本当に俺の事を心配してくれている事が分かって凄く嬉しいのだが、クラスメイトの視線がとても痛くて心に刺さる。真白も周囲からの視線に気が付いたのか、ぱっと手を離して少しだけ頬を紅潮させて目線を逸らした。
真白はこほんと一つ咳払いをして改めて俺を見つめる。やはり心配の色が色濃く出ているが、それを俺に悟らせないように微笑んでくれた。
「それじゃあまた休み時間に見に来るから。お大事にね、龍介」
「ああ、本当にありがとうな、真白」
健気なその姿に心を揺さぶられるも俺は気丈に振る舞う事にした。風邪で辛いが真白に心配はかけられない。
それから真白はひらりと小さく手を振りながら教室を後にした。
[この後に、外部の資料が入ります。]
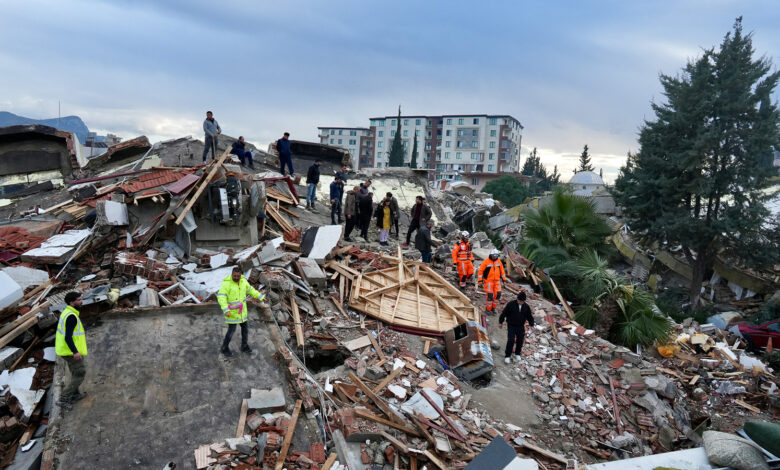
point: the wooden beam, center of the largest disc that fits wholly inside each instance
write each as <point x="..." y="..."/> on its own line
<point x="202" y="186"/>
<point x="288" y="436"/>
<point x="377" y="401"/>
<point x="387" y="379"/>
<point x="297" y="320"/>
<point x="242" y="418"/>
<point x="331" y="460"/>
<point x="378" y="419"/>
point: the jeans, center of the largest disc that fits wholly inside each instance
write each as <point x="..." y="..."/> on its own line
<point x="311" y="193"/>
<point x="229" y="335"/>
<point x="285" y="160"/>
<point x="335" y="210"/>
<point x="210" y="145"/>
<point x="414" y="225"/>
<point x="77" y="372"/>
<point x="245" y="156"/>
<point x="351" y="223"/>
<point x="514" y="335"/>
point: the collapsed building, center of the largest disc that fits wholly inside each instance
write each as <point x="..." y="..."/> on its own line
<point x="364" y="356"/>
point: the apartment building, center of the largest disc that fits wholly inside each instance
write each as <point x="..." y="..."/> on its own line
<point x="474" y="148"/>
<point x="357" y="141"/>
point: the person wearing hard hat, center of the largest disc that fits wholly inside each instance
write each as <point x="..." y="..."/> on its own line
<point x="463" y="258"/>
<point x="491" y="274"/>
<point x="232" y="297"/>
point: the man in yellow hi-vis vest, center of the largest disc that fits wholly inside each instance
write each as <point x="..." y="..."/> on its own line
<point x="70" y="344"/>
<point x="232" y="299"/>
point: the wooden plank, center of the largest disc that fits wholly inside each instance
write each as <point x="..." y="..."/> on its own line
<point x="331" y="460"/>
<point x="242" y="419"/>
<point x="387" y="380"/>
<point x="202" y="186"/>
<point x="378" y="419"/>
<point x="288" y="436"/>
<point x="375" y="344"/>
<point x="398" y="444"/>
<point x="33" y="312"/>
<point x="377" y="401"/>
<point x="297" y="320"/>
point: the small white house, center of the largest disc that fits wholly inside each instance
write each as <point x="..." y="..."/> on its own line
<point x="584" y="183"/>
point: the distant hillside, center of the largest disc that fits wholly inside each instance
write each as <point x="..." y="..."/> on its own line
<point x="68" y="123"/>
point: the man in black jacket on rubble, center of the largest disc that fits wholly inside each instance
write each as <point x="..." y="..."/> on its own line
<point x="516" y="313"/>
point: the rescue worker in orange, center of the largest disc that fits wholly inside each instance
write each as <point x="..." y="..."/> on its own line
<point x="463" y="258"/>
<point x="492" y="274"/>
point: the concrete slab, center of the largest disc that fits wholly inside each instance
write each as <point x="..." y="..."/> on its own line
<point x="10" y="291"/>
<point x="158" y="388"/>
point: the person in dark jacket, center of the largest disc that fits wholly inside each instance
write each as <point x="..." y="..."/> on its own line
<point x="394" y="208"/>
<point x="239" y="149"/>
<point x="424" y="243"/>
<point x="365" y="209"/>
<point x="211" y="130"/>
<point x="336" y="191"/>
<point x="421" y="213"/>
<point x="351" y="212"/>
<point x="516" y="313"/>
<point x="312" y="180"/>
<point x="284" y="149"/>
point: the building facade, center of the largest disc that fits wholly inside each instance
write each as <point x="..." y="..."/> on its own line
<point x="357" y="141"/>
<point x="473" y="148"/>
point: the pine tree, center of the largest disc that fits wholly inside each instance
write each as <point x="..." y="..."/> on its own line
<point x="530" y="165"/>
<point x="413" y="162"/>
<point x="699" y="177"/>
<point x="397" y="148"/>
<point x="584" y="161"/>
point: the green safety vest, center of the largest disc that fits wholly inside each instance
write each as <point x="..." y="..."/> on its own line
<point x="235" y="293"/>
<point x="79" y="338"/>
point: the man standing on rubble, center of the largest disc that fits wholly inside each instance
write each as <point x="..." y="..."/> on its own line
<point x="336" y="191"/>
<point x="351" y="212"/>
<point x="312" y="180"/>
<point x="421" y="213"/>
<point x="424" y="242"/>
<point x="516" y="313"/>
<point x="284" y="149"/>
<point x="365" y="210"/>
<point x="394" y="209"/>
<point x="232" y="297"/>
<point x="239" y="149"/>
<point x="212" y="130"/>
<point x="70" y="343"/>
<point x="463" y="258"/>
<point x="492" y="274"/>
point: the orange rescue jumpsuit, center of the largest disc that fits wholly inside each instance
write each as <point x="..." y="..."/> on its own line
<point x="463" y="259"/>
<point x="491" y="273"/>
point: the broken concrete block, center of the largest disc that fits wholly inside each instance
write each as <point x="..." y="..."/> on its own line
<point x="9" y="355"/>
<point x="10" y="291"/>
<point x="313" y="273"/>
<point x="267" y="400"/>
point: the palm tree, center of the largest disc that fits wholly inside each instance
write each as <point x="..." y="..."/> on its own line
<point x="614" y="309"/>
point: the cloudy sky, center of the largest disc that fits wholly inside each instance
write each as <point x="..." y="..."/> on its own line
<point x="573" y="72"/>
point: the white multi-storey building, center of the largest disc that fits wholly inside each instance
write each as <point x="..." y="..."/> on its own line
<point x="474" y="148"/>
<point x="357" y="141"/>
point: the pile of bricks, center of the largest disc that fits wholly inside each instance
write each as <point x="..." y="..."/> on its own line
<point x="138" y="265"/>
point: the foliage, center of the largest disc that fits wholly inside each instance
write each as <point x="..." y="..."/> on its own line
<point x="615" y="309"/>
<point x="413" y="161"/>
<point x="698" y="179"/>
<point x="584" y="161"/>
<point x="563" y="229"/>
<point x="397" y="153"/>
<point x="508" y="190"/>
去り際まで可愛いとは流石は俺の幼馴染みだ。
そんなラブコメらしい一幕も、俺と真白の絆が織り成す原作には決してなかった展開。
――俺は前世で過労死し前世でドハマリしていた大人気ラブコメ作品『恋する乙女は布施川くんに恋している』の世界へと転生を果たした。
しかし転生したその先は最強の悪役として知られる『進藤龍介』で、原作では数々の悪事を白日の下に晒されて破滅的な最期を迎える未来にあった。
けれど前世で真面目だけが取り柄だった俺はその未来を退ける為の努力を始め、大切な幼馴染である真白と共に数々の運命に抗っていこうと覚悟を決めたのだ。
そして真白との絆を深めて手を取り合って前に進んできた事で、この世界の物語は俺の知る原作の内容からどんどん離れていく。
その先にはきっと原作からは考えられないような未来が待っているはずだ。だから俺は諦めない、真白と二人で原作にあった破滅の未来を覆してみせる。頑張って主人公よりも幸せな青春を送るんだ。
だから風邪なんかに負けている場合じゃない。俺は気合を入れ直すと始業式に向けて背筋を伸ばすのであった。